The governor's residence had piazzas on both sides, also a belvedere and grand portico, decorated with Doric pillars and entablatures. At the north end of the town was the castle, a casemated fort, with four bastions, a ravelin counterscarp, and a glacis, built with quarried stone, and constructed according to the system of Vauban. Half a mile to the north was a line, with a broad ditch and bastions, running from the Sebastian Creek to St. Mark's River; a mile from that was another fortified line, with some redoubts, forming a second line of communication between a staccata fort upon St. Sebastian River, and Fort Moosa, upon the St.
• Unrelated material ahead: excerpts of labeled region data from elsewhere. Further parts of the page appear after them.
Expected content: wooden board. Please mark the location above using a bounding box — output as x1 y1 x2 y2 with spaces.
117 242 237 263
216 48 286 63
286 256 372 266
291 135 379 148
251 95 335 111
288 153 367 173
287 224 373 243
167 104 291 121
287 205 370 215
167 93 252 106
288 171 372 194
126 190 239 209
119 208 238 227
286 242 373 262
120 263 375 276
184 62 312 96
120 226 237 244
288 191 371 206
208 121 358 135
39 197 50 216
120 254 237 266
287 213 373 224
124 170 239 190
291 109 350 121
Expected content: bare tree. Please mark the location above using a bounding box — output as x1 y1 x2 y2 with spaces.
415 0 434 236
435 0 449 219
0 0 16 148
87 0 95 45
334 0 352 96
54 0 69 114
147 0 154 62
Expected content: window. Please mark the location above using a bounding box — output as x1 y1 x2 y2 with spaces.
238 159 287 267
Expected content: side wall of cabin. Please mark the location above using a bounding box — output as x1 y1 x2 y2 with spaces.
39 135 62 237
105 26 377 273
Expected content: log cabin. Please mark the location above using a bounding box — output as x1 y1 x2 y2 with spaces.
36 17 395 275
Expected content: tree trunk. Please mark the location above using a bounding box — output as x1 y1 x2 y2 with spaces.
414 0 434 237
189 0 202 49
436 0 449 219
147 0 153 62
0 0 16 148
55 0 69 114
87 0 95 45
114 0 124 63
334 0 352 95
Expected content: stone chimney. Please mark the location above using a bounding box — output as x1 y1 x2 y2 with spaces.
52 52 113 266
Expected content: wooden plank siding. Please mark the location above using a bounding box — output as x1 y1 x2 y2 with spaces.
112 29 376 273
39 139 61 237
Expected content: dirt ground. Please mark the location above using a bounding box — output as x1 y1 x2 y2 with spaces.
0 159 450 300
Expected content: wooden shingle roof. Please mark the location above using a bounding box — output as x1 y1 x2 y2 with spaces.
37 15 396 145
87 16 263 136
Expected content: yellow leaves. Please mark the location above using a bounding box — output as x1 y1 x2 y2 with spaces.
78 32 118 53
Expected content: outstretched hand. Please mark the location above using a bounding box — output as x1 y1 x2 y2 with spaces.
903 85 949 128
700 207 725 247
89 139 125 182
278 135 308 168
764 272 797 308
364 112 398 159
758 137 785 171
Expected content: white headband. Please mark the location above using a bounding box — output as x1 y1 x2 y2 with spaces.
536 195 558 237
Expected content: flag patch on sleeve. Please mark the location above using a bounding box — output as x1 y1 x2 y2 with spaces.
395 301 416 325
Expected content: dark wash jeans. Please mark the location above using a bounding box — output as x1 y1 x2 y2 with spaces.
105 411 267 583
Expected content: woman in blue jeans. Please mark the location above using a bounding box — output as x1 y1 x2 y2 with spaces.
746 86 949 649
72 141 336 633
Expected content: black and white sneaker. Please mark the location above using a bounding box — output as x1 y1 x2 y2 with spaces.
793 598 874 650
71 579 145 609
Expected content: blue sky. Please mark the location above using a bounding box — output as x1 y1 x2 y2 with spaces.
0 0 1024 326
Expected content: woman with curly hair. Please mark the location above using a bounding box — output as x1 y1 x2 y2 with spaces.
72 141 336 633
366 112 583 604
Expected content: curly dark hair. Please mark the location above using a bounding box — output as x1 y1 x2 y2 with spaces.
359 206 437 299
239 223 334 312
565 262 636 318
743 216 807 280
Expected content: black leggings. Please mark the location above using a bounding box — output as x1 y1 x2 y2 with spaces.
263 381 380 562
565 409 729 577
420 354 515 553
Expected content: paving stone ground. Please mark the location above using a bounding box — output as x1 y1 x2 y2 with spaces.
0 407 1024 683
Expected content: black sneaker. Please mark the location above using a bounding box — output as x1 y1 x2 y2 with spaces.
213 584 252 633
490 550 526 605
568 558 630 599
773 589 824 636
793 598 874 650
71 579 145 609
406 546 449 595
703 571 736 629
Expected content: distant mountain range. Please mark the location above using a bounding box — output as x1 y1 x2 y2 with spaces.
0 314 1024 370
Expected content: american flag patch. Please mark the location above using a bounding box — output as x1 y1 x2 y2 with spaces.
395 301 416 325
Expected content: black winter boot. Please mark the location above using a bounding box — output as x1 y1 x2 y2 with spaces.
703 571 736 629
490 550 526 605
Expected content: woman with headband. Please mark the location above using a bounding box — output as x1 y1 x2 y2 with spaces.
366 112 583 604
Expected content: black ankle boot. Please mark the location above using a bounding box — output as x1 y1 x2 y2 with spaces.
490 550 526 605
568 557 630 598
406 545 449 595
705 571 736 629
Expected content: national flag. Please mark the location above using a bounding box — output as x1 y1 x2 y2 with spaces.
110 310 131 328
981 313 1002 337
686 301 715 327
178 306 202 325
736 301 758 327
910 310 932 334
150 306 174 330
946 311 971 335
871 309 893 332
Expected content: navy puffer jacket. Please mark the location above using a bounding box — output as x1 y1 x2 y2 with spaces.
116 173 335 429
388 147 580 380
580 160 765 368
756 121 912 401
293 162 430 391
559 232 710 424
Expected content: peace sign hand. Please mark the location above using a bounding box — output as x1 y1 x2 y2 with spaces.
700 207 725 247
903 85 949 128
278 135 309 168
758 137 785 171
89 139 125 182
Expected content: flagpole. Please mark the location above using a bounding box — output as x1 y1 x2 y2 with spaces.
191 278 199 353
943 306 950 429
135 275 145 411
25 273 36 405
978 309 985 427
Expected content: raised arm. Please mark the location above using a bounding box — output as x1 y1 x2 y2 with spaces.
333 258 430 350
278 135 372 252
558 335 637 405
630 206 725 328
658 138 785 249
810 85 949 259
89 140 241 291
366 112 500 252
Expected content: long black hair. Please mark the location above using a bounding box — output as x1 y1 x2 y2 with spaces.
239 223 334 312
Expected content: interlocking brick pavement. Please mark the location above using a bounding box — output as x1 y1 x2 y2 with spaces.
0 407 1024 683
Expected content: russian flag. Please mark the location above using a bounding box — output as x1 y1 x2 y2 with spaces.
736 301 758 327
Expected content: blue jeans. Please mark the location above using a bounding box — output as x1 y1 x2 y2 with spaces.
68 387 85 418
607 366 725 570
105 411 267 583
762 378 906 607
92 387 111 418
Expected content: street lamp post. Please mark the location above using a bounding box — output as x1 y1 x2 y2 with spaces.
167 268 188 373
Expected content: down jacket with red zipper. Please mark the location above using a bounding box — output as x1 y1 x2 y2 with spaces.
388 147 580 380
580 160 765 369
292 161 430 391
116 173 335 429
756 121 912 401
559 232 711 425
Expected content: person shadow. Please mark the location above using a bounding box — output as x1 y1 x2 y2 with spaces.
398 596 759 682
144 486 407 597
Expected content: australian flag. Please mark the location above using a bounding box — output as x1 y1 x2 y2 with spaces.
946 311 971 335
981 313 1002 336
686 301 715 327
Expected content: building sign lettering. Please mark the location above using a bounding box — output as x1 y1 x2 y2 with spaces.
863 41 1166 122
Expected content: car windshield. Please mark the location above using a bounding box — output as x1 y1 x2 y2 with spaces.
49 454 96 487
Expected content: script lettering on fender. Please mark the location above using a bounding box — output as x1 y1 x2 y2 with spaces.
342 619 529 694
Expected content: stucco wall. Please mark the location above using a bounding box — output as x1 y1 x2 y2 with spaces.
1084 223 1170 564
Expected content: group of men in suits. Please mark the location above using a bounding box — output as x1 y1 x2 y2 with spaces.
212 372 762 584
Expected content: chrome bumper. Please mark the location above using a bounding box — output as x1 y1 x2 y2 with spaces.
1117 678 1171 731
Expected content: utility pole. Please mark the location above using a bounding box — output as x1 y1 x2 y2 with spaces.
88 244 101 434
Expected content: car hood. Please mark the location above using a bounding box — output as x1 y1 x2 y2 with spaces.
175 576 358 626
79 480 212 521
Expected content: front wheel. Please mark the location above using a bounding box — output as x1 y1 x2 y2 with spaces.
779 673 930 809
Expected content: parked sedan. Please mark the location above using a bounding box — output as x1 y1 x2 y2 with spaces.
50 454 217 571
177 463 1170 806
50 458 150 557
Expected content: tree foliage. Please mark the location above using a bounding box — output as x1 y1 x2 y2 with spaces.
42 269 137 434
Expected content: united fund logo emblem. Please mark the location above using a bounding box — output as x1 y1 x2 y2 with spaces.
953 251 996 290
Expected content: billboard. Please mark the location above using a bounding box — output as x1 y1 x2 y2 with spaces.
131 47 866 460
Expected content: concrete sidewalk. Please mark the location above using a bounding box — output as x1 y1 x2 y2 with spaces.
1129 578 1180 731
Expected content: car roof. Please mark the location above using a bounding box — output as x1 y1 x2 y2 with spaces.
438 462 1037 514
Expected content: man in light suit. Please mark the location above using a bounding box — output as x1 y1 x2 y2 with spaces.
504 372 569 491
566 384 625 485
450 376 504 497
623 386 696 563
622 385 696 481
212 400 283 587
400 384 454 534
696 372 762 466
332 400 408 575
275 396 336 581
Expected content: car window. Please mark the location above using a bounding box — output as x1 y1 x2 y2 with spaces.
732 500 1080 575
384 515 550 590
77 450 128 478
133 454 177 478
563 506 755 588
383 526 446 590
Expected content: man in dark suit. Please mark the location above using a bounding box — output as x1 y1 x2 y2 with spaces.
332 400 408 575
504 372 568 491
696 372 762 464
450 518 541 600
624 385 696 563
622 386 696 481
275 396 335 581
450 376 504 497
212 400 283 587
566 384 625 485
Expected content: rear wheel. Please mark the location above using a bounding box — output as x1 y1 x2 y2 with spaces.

Mark's River. (9) Within the first line, near the town, was a small settlement of Germans, who had a church of their own. Upon the St. Mark's River, within the second line, was also an Indian town, with a storte church built by the Indians themselves, and in very good taste.

During the English occupation, large buildings were erected for barracks, of sufficient extent to quarter five regiments of troops. The brick of which they were built was brought from New York, although the island opposite the city afforded a much better building-material, in the coquina stone. The lower story only of the British barracks was built of brick, the upper story being of wood, These barracks stood at the southern extremity of the town, to the south of the present barracks, and the length and great extent of the buildings fronting on the bay added greatly to the appearance of the city as viewed from the harbor.

The city, in English times, contained many gentlemen of distinction, among whom were Sir Charles Burdett, Chief-Justice Drayton, Rev. John Forbes, the Admiralty Judge, General James Grant, Lieut. Governor Moultrie, William Stark, Esq., the historian. Rev. N. Frazer, Dr. Andrew Turnbull, Bernard Romans, Esq., civil engineer, James Moultrie, Esq., and William Bartram, the naturalist.

Some few English families remained after the evacuation by the British in 1784, and the entire settlement of Greeks and Minorcans, who had come up from Mosquito from Dr. Turnbull's colony. As they were all Roman Catholics, and were accustomed to a language resembling the Spanish, they were not affected to any great degree by the change of rulers.

It is a sad thing for an entire people to be forced to give up their homes and seek an asylum in some foreign land ; and melancholy was the spectacle presented on all the routes leading to the harbor designated for the embarkation of the English inhabitants of Florida. Families separating perhaps forever, long adieus between neighbors and friends who had together shared the privations and pleasures of the past, leaving behind them places endeared by the most sacred associations, and containing, perchance, the precious dust of the departed. Homes embowered among the orange-groves, and made pleasant by the fragrant blossoms of the honeysuckle, the rose, and the acacia; a land where Nature had lavished her choicest beauties, and created a perpetual summer, such was the land upon which the unfortunate residents of Florida were obliged to turn their backs forever.


(1) White's Ga. Hist. Coll., p. 471.

(2) When at St. Augustine, upon one occasion, Rory was introduced to a Scotch gentleman of the name of Morrison. Rory addressed him in Gaelic Mr. Morrison regretted his ignorance of that language. " I pity you," said Rory; " but you may be an honest man, for all that." - White's Ga. Hist. Coll.,. 470.

(3) Ramsay's Hist, of S. C, vol. i. pp. 370-373.

(4)  Forbes' s Florida, p. 50.

(5) Foibes's Sketches, p. 35.

(6) Forbes's vSketches, p. 47.

(7) Forbes's Sketches, p. 53.

(8) Vignoles, Observations on Florida, p. 196.

(9) These lines may be still distinctly traced. The churches spoken of, outside the city, as well as Forts Moosa and Staccata, have long since disappeared, but their sites are known. The outer line passed through the grounds formerly occupied by the writer.